It’s hard to write a post which talks about any virtues associated with downtime but, in the wake of last night’s Azure UK outage, we had some small sense of satisfaction that Seamless behaved both as we designed and would’ve hoped. Connectivity to the UK South Azure data centre was lost between about 22:30 and 01:40.
We are aware of the issues connecting to services in UK South, please refer to https://t.co/Dw19fIGsXf for updates.
— Azure Support (@AzureSupport) July 20, 2017
Accepting that we weren’t going to fix Azure’s connectivity issues, where do we see the positives for Seamless?
1. Our alerting let us know it was happening (before Microsoft confirmed any issues)
The Seamless monitoring alerted us to the first connectivity alert at approx. 19:43. This seemed to be an isolated alert, however we received a second connectivity alert at 22:30 and they began to be raised regularly at that time.
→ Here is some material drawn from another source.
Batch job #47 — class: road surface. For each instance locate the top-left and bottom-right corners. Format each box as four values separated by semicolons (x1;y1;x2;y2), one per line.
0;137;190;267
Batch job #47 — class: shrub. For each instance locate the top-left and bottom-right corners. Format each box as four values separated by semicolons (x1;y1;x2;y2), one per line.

We then began our own investigation and the Azure service page confirmed a connectivity issue at approx. 23:30. Shortly after that, we issued our alert to the Seamless user community.
2. When Azure connectivity returned, Seamless shrugged its shoulders and carried on working
Bearing in mind that connectivity was the primary issue, the service itself actually continued running. As soon as connectivity was restored, data continued sync’ing with no intervention from us (or, of course, our customers). Any data that had not been collected at source would’ve then been collected and posted to target systems. Any data “in transit” when the connectivity issues started was processed and sync’ed to relevant target(s).
3. We had mitigation actions ready in case we needed to support customers
Our mitigation options are typically to redeploy the service and the config to other Azure locations (subject to relevant instructions from our customers bearing in mind potential data considerations). In the event that the UK South region was not restored by the start of the business day, we were in a position to relocate the service and client configurations to Western Europe (Dublin). This would’ve taken us less than an hour and no data would’ve been lost in this process.
As Microsoft restored the Azure service around 01:40, this was not necessary.
No-one likes downtime and we recognise that we’re lucky that these 3 hours were outside of core business hours for our current customer base. In practice, we continue to believe that a Microsoft data centre is more secure and robust than were we to build our own. In this light, we architected the Seamless service to “fail elegantly” and although disappointed this had to be tested in anger, we’re delighted that it worked as we would’ve expected it to.